2.4 Since the mid-1990s I have taught environmental management at the Geography Department, Hull University, after a decade as Fellow and Senior Research Fellow at the Science and Technology Research Unit (SPRU) at Sussex University. Previously, I had studied physical geography, including some climatology (as well as geology and German literature) atAdelaide University and married into a well known family of Australian scientists. Science and research have been a major part of my life. I now consider climate scepticism my (unfunded) research area but have published a great deal on the IPCC, climate science and energy policy in the past. (See Appendix)

3 My Understanding of the Issue

3.1 I have no reason to believe that most of the scientists involved in the CRU affair (and this a group reaching beyond the UK) did anything but act in good faith, doing their duty to science, bureaucracy and the public as they saw it and as they were funded to do. It is important, however, for you check my observation, that most climate change since the late 1980s has been government- and grant- funded with the clearly stated objective that it must support a decarbonisation agenda for the energy sector.
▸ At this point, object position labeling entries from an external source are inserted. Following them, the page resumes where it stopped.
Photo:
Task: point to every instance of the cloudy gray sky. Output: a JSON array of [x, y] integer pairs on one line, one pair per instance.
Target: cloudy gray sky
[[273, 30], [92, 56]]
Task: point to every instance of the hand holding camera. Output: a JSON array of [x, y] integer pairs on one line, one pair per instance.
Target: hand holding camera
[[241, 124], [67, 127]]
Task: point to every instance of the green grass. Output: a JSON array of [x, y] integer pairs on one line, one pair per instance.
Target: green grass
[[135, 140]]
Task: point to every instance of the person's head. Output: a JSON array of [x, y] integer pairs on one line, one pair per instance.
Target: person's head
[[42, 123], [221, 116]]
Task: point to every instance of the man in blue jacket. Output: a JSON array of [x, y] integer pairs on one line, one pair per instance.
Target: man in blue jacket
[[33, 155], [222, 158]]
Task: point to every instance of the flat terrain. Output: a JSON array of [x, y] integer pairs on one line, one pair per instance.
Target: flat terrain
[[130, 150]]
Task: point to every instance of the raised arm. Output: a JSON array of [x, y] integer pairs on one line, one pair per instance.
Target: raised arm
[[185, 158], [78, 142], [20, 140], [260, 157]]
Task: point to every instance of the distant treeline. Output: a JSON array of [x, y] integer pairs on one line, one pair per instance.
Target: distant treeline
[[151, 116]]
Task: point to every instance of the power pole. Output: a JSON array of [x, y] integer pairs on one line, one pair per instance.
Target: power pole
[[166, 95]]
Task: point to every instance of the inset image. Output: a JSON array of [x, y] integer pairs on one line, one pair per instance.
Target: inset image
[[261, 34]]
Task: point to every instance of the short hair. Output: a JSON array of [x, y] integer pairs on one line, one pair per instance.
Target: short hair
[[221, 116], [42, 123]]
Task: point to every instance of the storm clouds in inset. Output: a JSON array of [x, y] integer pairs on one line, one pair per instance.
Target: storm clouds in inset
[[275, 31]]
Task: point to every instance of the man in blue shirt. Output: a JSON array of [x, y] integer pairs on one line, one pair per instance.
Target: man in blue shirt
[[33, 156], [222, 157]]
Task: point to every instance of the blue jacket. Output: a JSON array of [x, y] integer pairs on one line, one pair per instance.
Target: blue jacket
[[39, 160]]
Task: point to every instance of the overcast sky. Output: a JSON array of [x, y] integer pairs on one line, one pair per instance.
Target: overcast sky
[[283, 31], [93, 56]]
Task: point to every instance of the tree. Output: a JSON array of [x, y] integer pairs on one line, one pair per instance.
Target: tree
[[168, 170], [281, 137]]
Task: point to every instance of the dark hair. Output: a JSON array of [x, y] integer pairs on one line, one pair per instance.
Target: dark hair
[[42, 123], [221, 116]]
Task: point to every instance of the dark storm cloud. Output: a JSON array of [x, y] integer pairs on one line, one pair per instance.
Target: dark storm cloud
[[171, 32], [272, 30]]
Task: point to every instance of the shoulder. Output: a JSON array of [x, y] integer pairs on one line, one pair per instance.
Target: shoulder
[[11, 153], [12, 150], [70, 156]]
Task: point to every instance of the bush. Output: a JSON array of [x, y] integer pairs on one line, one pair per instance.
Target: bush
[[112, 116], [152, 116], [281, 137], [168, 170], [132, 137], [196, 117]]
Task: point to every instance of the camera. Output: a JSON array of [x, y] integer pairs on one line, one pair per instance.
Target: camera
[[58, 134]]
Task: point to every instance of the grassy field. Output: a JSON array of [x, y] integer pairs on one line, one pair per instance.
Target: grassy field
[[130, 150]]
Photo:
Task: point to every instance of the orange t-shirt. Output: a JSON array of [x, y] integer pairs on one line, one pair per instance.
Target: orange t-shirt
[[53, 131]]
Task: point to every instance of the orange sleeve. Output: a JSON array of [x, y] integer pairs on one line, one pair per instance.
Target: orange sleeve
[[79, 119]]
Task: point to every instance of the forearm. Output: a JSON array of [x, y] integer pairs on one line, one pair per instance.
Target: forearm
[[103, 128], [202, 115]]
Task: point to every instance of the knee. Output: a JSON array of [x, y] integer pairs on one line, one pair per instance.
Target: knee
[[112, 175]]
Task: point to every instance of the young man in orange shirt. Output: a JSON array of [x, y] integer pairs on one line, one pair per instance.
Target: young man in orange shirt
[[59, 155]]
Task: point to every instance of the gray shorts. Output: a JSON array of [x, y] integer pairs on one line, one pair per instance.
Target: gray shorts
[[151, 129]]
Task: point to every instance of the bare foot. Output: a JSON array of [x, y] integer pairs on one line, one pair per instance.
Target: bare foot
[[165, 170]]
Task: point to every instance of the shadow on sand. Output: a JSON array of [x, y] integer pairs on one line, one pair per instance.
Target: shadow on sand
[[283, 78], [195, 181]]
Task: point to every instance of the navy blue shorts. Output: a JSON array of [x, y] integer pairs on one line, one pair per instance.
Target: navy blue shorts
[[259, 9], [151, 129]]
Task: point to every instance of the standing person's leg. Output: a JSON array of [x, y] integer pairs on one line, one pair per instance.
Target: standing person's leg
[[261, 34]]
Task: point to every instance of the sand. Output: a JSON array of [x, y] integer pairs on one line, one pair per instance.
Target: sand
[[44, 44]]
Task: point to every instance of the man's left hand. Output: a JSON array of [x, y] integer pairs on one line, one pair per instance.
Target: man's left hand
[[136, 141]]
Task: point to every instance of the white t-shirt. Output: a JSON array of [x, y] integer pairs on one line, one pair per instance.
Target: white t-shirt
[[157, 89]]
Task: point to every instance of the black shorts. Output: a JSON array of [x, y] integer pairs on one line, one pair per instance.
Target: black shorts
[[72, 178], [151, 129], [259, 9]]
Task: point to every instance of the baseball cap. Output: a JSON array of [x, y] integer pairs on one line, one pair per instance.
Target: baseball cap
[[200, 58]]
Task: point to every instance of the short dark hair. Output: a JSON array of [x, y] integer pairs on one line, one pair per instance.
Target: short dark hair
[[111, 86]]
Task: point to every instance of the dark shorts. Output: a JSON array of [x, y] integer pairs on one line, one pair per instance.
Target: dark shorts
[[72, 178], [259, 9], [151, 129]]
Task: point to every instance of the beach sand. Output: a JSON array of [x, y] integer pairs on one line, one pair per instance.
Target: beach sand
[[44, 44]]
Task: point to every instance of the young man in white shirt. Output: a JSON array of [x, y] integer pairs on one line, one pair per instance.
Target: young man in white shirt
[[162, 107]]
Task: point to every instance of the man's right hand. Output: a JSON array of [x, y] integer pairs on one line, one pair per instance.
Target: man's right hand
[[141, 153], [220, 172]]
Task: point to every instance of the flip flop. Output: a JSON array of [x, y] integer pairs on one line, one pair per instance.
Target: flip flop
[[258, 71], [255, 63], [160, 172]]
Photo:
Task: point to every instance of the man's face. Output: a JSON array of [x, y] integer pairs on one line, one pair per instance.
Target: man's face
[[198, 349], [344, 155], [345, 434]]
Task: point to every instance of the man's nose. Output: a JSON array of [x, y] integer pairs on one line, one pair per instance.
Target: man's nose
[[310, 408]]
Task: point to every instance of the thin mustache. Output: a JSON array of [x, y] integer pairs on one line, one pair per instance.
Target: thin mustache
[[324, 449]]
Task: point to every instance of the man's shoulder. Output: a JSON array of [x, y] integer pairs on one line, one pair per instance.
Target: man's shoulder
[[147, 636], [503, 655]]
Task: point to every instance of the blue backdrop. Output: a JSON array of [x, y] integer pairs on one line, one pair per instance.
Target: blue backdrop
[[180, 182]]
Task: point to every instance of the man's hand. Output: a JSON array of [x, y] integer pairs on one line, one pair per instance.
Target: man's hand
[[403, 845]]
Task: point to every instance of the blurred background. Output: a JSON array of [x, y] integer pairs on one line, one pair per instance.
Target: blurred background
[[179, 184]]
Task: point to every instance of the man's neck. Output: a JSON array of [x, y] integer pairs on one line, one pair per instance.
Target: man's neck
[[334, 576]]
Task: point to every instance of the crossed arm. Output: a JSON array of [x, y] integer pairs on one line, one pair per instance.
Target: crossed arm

3.2 Scientific research as advocacy for an agenda (a coalition of interests, not a conspiracy,) was presented to the public and governments as protection of the planet. This cause of environmental protection had from the start natural allies in the EU Commission, United Nation and World Bank. CRU, working for the UK government and hence the IPCC, was expected to support the hypothesis of man-made, dangerous warming caused by carbon dioxide, a hypothesis it had helped to formulate in the late 1980s and which became “true” in international law with the adoption of the 1992 Framework Convention on Climate Change.

3.3 This treaty and its protocol does not define “climate”, and applies only to anthropogenic warming assumed to be dangerous. In persuading policy makers and the public of this danger, the “hockey stick” became a major tool of persuasion, giving CRU a major role in the policy process at the national, EU and international level. This led to the growing politicisation of science in the interest, allegedly, of protecting the “the environment” and the planet. I observed and documented this phenomenon as the UK Government, European Commission, and World Bank increasingly needed the climate threat to justify their anti-carbon (and pro-nuclear) policies. In return climate science was generously funded and required to support rather than to question these policy objectives. This policy was of course challenged by those unhappy with the proposed government-stimulated replacement of carbon fuels, but this need not concern this Committee beyond noting that it increased the anger of climate “sceptics” who saw science misused for policies they doubted. Others liked the policy and kept quiet. Opponents were gradually starved of research opportunities or persuaded into silence. The apparent “scientific consensus” thus generated became a major tool of public persuasion.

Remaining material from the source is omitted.